10 centimètres de neige en pleine saison de repiquage. Les maraîchers de notre région ont tiré une drôle de tête ce matin en voyant leurs plantations ensevelies sous plusieurs centimètres de neige. Ils sont nombreux à avoir planté leurs semis en terre. Malheureusement, ils n’avaient pas prévu un tel changement de température.

Ce matin à la coopérative "Vent de Terre", les maraîchers regardent, impuissants, leurs nouvelles plantations se faire ensevelir sous plusieurs centimètres de neige. Petits pois, cresson, cerfeuil viennent d’être replantés et doivent déjà faire face à des conditions radicalement différentes de la semaine passée. "Ce sont des légumes qui résistent à des températures négatives, mais ils ne sont pas faits pour être ensevelis sous une couche de 10 centimètres de neige aussi longtemps. Ils risquent de brûler. Dans ce cas-là, ils brunissent et on perd la première récolte qui est toujours la plus belle", s'attriste Christian Deltour, un des maraîchers de la coopérative.
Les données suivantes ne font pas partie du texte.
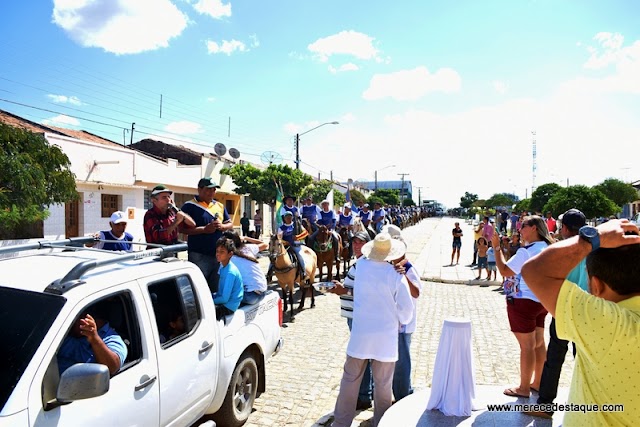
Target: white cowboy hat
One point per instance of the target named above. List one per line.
(394, 231)
(384, 248)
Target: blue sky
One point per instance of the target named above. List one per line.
(448, 92)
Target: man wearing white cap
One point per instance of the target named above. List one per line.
(383, 302)
(117, 239)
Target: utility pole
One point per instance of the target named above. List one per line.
(402, 188)
(419, 195)
(297, 144)
(133, 126)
Autre préoccupation, les arbres fruitiers qui venaient eux aussi de fleurir grâce aux beaux jours. Pour faire face à ce problème, pas d’autres choix que de les secouer pour éviter que les fleurs ne gèlent. "Le problème, c'est que si les fleurs gèlent, il y aura un problème de pollinisation. Si les insectes ne viennent pas butiner la fleur, alors il n'y aura pas de fruit et donc pas de récolte", explique le maraîcher.

Il n’y a pas de solution miracle pour sauver ces légumes. Planter plus tard n’est pas envisageable, déblayer la neige abîmerait les pousses. Bref, il faut avoir un moral d’acier face à des écarts de températures toujours plus important. "Des températures comme celles-ci à cette époque, ce n'est pas anormal. C'est surtout l'écart qui est interpellant. La semaine passée, on dépassait les 20 °C et aujourd'hui, il neige. Pour les plantes faire face à de telles fluctuations aussi rapides, c'est inédit", s'inquiète Christian Deltour.

L’année prochaine, Christian et son équipe ne vont pas changer leur manière de fonctionner. Le seul constat à faire, c’est que les récoltes souffrent un peu plus au fil des années des changements de températures de plus en plus imprévisibles. (P.J.)